Everyday products, like food and toothpaste, must be produced according to Islamic law.
'Pan-halal tendency', or halalification, refers to extending halal labelling to non-food items to appeal to Muslim consumers.
The official
Global Times said on Wednesday that the 'demand that things be halal which cannot really be halal' was fuelling hostility towards religion and allowing Islam to penetrate secular life.
Services like 'halal haircuts' and 'halal baths' have previously been banned in Gansu province, home to a large population of Hui Muslims.
A Uighur man looks on as a truck carrying policemen travel along a street during an anti-terrorism oath-taking rally in Urumqi. The characters on the banner read, 'Willingness to spill blood for the people. Countering terrorism and fighting the enemies is part of the police spirit'
China's Xinjiang province is in the far west and Kashgar city has the biggest Uighur population
Uighur security personnel patrol near the Id Kah Mosque in Kashgar in Xinjiang
As part of the anti-halal campaign, Ilshat Osman, Urumqi's ethnically Uighur head prosecutor, penned an essay entitled: 'Friend, you do not need to find a halal restaurant specially for me'.
'We ethnic minorities have taken it for granted that this is a respect for our eating habits. We have not thought about respecting their eating habits,' he wrote.
He encouraged his Uighur peers who are also party members to eat with their Han Chinese colleagues rather than solely at halal restaurants, adding 'Changing eating habits has a significant and far-reaching impact for countering extremism!'
According to the WeChat post government employees should not have any diet problems and work canteens would be changed so that officials could try all kinds of cuisine.
The Urumqi Communist Party leaders also said they would require government officials and party members to firmly believe in Marxism-Leninism, and not religion, and to speak standard Mandarin Chinese in public.
Chinese citizens are theoretically free to practice any religion, but they have been subject to increasing levels of surveillance as the government tries to bring religious worship under stricter state control.
Who are the Chinese Muslims?
Muslims are not a new presence in China. Most of China's Muslim communities, including the Hui, Uygurs and Kazakhs, have lived in China for more than 1,000 years, according to fact tank
Pew Research Center.
The largest concentrations of Muslims today are in the western provinces of Xinjiang, Ningxia, Qinghai and Gansu.
A substantial number of Muslims live in the cities of Beijing, Xi'an, Tianjin and Shanghai.

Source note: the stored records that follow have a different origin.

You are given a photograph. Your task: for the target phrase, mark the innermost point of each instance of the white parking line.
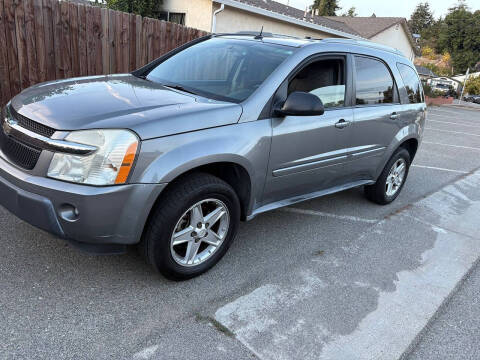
(345, 309)
(324, 214)
(452, 112)
(454, 123)
(453, 132)
(455, 146)
(440, 169)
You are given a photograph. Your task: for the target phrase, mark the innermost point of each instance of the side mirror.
(301, 104)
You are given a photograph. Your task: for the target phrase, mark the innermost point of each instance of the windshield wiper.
(179, 87)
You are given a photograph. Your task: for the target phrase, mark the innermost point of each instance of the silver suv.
(175, 154)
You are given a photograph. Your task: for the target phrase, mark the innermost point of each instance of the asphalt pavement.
(333, 278)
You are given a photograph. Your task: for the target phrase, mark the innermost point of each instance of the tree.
(459, 35)
(325, 7)
(351, 12)
(473, 85)
(148, 8)
(421, 19)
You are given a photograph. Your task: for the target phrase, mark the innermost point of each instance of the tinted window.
(325, 79)
(374, 82)
(221, 68)
(412, 83)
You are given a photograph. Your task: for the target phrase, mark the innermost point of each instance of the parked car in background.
(172, 156)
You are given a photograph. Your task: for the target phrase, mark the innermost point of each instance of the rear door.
(377, 115)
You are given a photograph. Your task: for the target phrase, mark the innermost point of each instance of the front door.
(309, 153)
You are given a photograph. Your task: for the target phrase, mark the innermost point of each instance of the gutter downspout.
(214, 20)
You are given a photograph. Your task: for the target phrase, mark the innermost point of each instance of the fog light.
(68, 212)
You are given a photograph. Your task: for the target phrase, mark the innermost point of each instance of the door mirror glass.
(301, 104)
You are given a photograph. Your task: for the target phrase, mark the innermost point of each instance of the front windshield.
(220, 68)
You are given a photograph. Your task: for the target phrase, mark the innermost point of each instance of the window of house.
(374, 82)
(412, 83)
(175, 17)
(323, 78)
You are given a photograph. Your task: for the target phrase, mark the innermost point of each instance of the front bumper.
(90, 217)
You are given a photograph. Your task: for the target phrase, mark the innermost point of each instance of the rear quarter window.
(412, 83)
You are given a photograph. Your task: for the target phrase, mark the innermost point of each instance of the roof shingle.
(368, 27)
(298, 14)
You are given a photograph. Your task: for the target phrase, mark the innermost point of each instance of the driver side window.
(324, 79)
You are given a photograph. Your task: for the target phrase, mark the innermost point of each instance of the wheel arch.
(233, 173)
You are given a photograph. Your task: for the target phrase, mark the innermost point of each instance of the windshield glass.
(222, 69)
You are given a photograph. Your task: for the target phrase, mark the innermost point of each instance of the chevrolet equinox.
(173, 155)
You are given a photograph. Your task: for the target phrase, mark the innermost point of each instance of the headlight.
(110, 164)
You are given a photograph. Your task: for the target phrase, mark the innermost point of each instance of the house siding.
(233, 20)
(198, 13)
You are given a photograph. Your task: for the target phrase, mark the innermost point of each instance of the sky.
(402, 8)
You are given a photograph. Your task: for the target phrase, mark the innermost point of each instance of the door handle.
(342, 123)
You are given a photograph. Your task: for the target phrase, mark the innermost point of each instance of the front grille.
(18, 153)
(31, 125)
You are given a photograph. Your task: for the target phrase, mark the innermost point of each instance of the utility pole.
(464, 82)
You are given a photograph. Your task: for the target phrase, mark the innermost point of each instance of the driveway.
(332, 278)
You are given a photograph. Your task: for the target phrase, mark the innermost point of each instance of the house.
(390, 31)
(228, 16)
(424, 73)
(461, 78)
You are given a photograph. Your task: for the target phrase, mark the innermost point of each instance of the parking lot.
(332, 278)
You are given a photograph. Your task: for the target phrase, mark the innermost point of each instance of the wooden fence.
(44, 40)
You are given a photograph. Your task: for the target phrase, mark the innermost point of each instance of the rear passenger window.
(412, 83)
(374, 82)
(324, 79)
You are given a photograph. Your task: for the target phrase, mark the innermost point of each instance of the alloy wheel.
(395, 177)
(200, 232)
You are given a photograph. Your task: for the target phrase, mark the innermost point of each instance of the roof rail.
(365, 43)
(256, 33)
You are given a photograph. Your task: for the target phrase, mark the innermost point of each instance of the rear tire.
(179, 238)
(379, 192)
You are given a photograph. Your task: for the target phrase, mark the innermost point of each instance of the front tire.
(392, 179)
(192, 227)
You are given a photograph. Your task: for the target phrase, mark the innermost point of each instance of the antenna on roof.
(259, 36)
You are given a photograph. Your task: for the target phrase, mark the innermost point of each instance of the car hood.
(121, 101)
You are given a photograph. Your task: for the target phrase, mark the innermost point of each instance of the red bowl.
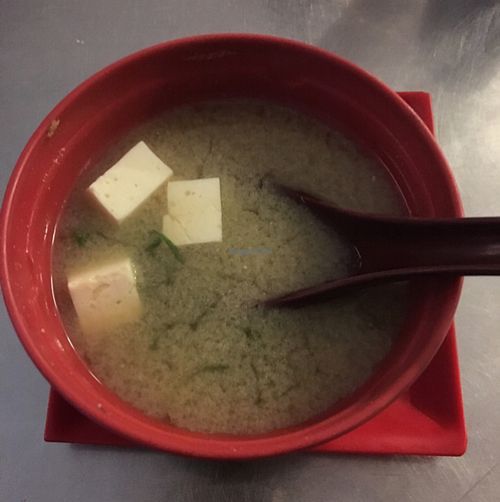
(99, 111)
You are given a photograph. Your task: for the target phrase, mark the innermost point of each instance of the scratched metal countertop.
(448, 47)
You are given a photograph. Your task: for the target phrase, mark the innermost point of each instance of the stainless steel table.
(448, 47)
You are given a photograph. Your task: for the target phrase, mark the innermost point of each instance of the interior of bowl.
(94, 116)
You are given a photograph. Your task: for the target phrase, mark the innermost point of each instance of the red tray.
(428, 419)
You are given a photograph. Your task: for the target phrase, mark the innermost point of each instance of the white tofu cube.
(194, 212)
(128, 184)
(105, 296)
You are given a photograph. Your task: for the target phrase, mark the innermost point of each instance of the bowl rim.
(181, 441)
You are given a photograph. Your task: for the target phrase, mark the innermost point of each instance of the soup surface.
(202, 356)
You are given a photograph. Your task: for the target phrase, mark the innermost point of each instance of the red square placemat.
(428, 419)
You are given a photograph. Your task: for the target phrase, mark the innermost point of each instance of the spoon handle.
(392, 249)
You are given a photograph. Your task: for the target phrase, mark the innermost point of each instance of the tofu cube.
(105, 296)
(128, 184)
(194, 212)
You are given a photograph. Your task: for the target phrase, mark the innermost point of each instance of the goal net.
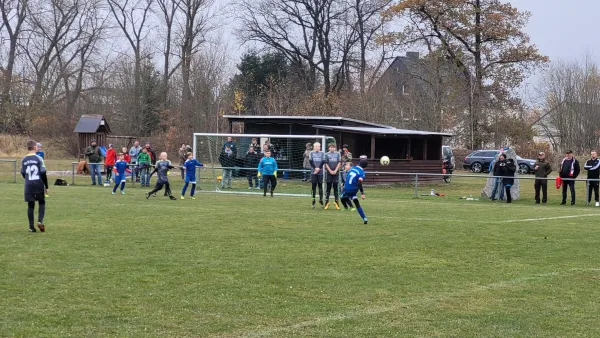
(230, 166)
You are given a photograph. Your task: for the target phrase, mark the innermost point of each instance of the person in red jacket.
(109, 161)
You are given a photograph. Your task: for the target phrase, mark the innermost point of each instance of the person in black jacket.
(507, 171)
(251, 161)
(593, 167)
(569, 170)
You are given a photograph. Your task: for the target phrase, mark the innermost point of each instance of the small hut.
(91, 127)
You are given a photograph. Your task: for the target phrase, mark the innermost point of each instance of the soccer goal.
(229, 168)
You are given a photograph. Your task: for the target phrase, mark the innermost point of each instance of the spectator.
(593, 167)
(306, 162)
(569, 170)
(496, 171)
(109, 161)
(134, 152)
(151, 153)
(127, 158)
(227, 160)
(144, 167)
(346, 155)
(231, 145)
(256, 145)
(507, 170)
(542, 170)
(94, 159)
(40, 151)
(182, 152)
(251, 160)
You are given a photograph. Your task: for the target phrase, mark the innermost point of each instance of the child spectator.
(109, 161)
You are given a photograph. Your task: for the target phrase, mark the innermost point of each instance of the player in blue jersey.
(354, 179)
(120, 168)
(267, 168)
(190, 166)
(33, 171)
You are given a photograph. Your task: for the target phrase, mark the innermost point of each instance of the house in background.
(424, 93)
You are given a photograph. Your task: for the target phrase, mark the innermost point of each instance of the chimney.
(412, 55)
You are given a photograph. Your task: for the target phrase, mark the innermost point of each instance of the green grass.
(245, 266)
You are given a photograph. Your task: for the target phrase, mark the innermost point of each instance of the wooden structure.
(410, 151)
(91, 127)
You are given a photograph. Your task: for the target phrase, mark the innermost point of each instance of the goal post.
(235, 173)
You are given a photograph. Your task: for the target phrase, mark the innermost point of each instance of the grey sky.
(563, 30)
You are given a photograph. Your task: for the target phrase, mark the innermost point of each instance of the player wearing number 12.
(33, 171)
(354, 180)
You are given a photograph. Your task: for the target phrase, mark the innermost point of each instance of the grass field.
(245, 266)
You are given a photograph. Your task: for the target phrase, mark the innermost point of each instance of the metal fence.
(14, 165)
(417, 185)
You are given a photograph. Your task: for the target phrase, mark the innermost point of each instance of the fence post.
(416, 185)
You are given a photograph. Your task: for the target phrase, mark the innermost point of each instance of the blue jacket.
(267, 166)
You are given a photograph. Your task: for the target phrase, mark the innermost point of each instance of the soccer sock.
(328, 192)
(30, 209)
(359, 209)
(41, 211)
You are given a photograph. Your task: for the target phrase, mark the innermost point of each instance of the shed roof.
(381, 131)
(89, 124)
(303, 118)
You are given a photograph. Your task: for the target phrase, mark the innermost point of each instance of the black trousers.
(543, 186)
(570, 185)
(593, 185)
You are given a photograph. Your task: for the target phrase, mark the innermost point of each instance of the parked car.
(479, 161)
(526, 165)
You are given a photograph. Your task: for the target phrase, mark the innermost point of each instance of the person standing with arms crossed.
(593, 167)
(317, 162)
(333, 163)
(542, 170)
(33, 171)
(569, 170)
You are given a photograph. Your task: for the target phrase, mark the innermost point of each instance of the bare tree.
(131, 16)
(168, 11)
(303, 30)
(13, 13)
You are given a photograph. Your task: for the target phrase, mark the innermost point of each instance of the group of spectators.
(569, 170)
(140, 160)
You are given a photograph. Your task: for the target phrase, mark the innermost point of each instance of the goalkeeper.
(162, 168)
(354, 179)
(267, 168)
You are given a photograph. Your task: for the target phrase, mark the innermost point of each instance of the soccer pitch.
(247, 266)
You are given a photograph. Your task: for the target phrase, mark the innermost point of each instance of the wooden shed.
(410, 151)
(92, 127)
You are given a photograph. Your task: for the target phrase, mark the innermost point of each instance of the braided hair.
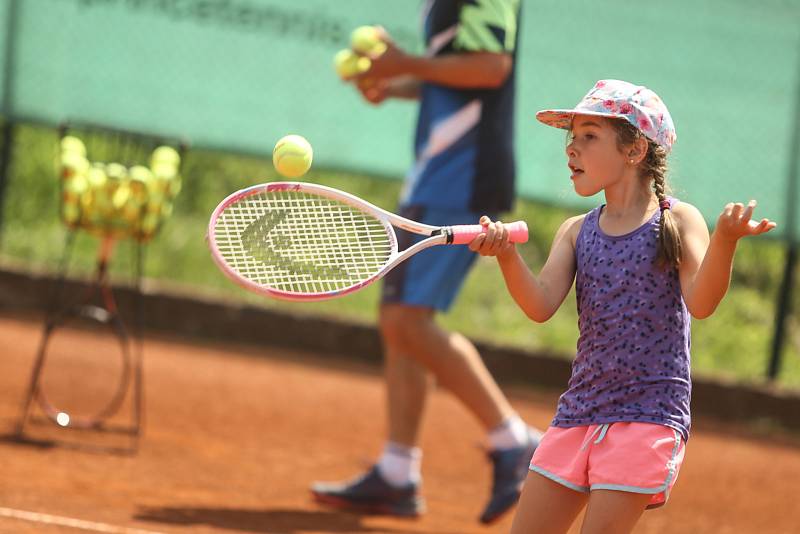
(654, 168)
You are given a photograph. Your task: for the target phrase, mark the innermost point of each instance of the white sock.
(400, 465)
(511, 433)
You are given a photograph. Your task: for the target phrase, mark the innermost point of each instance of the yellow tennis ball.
(348, 64)
(292, 156)
(367, 40)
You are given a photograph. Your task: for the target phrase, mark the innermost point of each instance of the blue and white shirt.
(464, 140)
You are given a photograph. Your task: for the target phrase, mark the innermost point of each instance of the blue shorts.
(432, 277)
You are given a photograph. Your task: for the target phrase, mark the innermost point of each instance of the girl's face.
(593, 156)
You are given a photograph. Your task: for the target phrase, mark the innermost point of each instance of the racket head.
(299, 241)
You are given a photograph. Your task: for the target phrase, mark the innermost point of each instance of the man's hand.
(390, 63)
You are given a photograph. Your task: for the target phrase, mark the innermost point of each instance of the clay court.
(235, 434)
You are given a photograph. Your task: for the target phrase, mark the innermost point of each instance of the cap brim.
(562, 118)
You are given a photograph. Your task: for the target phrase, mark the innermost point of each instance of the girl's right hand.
(494, 242)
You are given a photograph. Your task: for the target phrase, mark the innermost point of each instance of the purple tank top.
(632, 362)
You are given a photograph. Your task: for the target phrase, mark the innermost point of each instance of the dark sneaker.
(370, 493)
(510, 471)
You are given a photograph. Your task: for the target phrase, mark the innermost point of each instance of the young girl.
(642, 263)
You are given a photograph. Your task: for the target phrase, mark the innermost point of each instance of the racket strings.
(301, 242)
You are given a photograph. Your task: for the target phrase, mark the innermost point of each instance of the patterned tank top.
(632, 362)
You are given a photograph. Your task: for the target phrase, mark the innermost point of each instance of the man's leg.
(412, 332)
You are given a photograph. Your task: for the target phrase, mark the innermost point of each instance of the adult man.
(464, 168)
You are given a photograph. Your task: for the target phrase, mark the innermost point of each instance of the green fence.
(238, 74)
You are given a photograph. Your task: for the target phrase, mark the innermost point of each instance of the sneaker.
(371, 493)
(510, 470)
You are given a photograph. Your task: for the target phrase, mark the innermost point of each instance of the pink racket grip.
(464, 233)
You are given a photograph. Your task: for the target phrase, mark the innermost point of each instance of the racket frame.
(436, 236)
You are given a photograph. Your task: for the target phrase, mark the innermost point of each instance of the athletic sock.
(400, 465)
(511, 433)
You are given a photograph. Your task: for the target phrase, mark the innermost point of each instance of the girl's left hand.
(735, 222)
(494, 242)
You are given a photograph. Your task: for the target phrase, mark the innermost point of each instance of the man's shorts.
(430, 278)
(634, 457)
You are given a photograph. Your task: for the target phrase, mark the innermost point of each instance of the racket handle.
(464, 233)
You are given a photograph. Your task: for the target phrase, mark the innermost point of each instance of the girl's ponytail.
(654, 167)
(669, 239)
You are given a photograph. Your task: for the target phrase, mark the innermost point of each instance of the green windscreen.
(239, 74)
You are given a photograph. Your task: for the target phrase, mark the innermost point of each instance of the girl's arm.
(538, 296)
(707, 263)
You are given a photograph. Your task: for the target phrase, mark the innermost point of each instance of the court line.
(61, 521)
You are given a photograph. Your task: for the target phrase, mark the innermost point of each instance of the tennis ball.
(73, 164)
(292, 156)
(367, 40)
(140, 177)
(72, 145)
(348, 64)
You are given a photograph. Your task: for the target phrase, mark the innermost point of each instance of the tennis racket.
(303, 242)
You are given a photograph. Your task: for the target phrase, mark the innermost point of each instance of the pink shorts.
(634, 457)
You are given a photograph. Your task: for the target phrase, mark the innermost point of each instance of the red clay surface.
(234, 435)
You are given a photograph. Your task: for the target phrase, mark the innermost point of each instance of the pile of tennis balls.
(112, 199)
(365, 42)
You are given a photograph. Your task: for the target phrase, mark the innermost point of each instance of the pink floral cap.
(614, 98)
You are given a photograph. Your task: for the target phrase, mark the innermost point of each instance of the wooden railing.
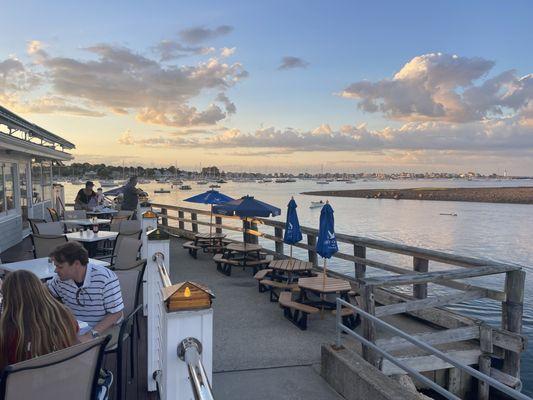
(505, 343)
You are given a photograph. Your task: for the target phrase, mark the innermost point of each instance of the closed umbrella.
(210, 197)
(293, 233)
(246, 207)
(326, 244)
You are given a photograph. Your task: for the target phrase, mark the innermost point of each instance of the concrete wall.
(355, 379)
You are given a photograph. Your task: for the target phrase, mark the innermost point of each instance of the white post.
(155, 306)
(148, 223)
(181, 325)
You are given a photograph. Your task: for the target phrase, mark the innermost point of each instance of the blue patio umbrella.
(293, 233)
(210, 197)
(326, 244)
(246, 207)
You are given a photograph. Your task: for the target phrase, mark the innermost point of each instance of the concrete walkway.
(258, 354)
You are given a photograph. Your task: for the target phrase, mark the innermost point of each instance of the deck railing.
(505, 343)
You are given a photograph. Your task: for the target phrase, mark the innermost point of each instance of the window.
(37, 190)
(9, 186)
(47, 180)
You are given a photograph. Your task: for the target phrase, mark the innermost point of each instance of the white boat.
(316, 204)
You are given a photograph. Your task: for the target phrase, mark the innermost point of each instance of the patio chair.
(71, 373)
(33, 222)
(125, 213)
(54, 216)
(75, 214)
(129, 226)
(44, 244)
(50, 228)
(130, 284)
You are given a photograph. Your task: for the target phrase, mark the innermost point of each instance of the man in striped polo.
(91, 292)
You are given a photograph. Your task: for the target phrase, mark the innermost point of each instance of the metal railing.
(340, 327)
(189, 351)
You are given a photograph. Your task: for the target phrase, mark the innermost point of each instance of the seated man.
(86, 197)
(91, 292)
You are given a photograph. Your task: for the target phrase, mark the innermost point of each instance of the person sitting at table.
(92, 292)
(32, 322)
(85, 197)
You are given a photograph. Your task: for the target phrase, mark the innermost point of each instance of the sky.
(292, 86)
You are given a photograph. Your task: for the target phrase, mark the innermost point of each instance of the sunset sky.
(278, 85)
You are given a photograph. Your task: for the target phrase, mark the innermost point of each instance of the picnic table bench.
(295, 312)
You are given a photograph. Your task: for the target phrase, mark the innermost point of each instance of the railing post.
(360, 269)
(420, 290)
(164, 219)
(512, 310)
(194, 217)
(311, 241)
(181, 224)
(369, 328)
(278, 232)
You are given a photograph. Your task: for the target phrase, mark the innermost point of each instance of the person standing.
(86, 197)
(91, 292)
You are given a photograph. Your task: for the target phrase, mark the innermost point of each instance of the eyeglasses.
(79, 294)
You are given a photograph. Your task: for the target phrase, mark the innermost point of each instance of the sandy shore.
(514, 195)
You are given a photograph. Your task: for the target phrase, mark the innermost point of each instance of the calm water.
(495, 231)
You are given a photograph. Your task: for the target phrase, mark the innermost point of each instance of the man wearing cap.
(86, 197)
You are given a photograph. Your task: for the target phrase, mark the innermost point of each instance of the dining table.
(89, 239)
(42, 267)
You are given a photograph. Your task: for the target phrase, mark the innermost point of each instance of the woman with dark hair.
(32, 323)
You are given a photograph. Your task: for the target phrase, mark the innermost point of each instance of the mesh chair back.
(33, 224)
(127, 249)
(125, 213)
(44, 244)
(54, 216)
(130, 226)
(116, 221)
(70, 373)
(75, 214)
(50, 228)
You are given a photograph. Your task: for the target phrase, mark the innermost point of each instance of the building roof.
(27, 137)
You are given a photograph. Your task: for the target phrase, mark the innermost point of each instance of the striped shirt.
(98, 296)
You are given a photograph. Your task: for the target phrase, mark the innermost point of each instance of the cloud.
(227, 52)
(199, 34)
(171, 50)
(126, 138)
(442, 87)
(291, 62)
(120, 80)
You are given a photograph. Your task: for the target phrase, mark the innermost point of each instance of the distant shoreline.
(511, 195)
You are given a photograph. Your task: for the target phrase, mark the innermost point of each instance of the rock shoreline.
(512, 195)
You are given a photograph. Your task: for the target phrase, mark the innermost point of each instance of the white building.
(27, 153)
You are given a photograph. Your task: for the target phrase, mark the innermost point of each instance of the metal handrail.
(189, 351)
(340, 327)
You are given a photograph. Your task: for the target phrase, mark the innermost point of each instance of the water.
(500, 232)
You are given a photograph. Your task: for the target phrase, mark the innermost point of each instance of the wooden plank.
(435, 276)
(420, 290)
(431, 302)
(432, 338)
(431, 362)
(512, 318)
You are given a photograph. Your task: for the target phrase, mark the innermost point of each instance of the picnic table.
(288, 269)
(40, 266)
(209, 240)
(89, 239)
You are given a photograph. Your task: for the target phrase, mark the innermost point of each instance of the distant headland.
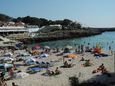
(53, 29)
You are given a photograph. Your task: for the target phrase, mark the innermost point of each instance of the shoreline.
(60, 35)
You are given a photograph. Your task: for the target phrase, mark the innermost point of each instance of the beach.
(83, 73)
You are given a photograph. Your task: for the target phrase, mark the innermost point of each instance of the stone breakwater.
(59, 35)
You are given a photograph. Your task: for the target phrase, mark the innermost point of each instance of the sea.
(105, 40)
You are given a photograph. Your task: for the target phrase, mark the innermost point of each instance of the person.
(11, 72)
(48, 72)
(66, 64)
(87, 63)
(102, 68)
(2, 82)
(57, 71)
(82, 59)
(13, 84)
(14, 66)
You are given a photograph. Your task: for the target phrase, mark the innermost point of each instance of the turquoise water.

Chinese Muslim men take part in gathering for the celebration of the Muslim holiday, Eid al-Adha, or the Muslim Feast of the Sacrifice, at the Niu Jie mosque in Beijing, China
They make up about two per cent of the 1.4 billion population in China. However, as the country is so populous, its Muslim population is expected to be the 19th largest in the world in 2030.
The Muslim population in China is projected to increase from 23.3 million in 2010 to nearly 30 million in 2030.
Typically those in the Han Chinese majority, including policymakers in Beijing, have little knowledge about Islam and thus view it as a threat, according to
South China Morning Post.
At the same time, radical Muslim Uighurs have killed hundreds in recent years, causing China to implement even more extreme measures to quash potential separatist movements.
Uighurs in particular have long been used to heavy-handed curbs on dress, religious practice and travel after a series of deadly riots in 2009 in Urumqi, according to the
Financial Times.
Schoolchildren were banned from fasting during Ramadan and attending religious events while parents were banned from giving newborns Muslim names such as 'Mohammed' and 'Jihad'.
Certain symbols of Islam, such as beards and the veil, were also forbidden. Women with face-covering veils are sometimes not allowed on buses. Unauthorised pilgrimages to Mecca were also restricted.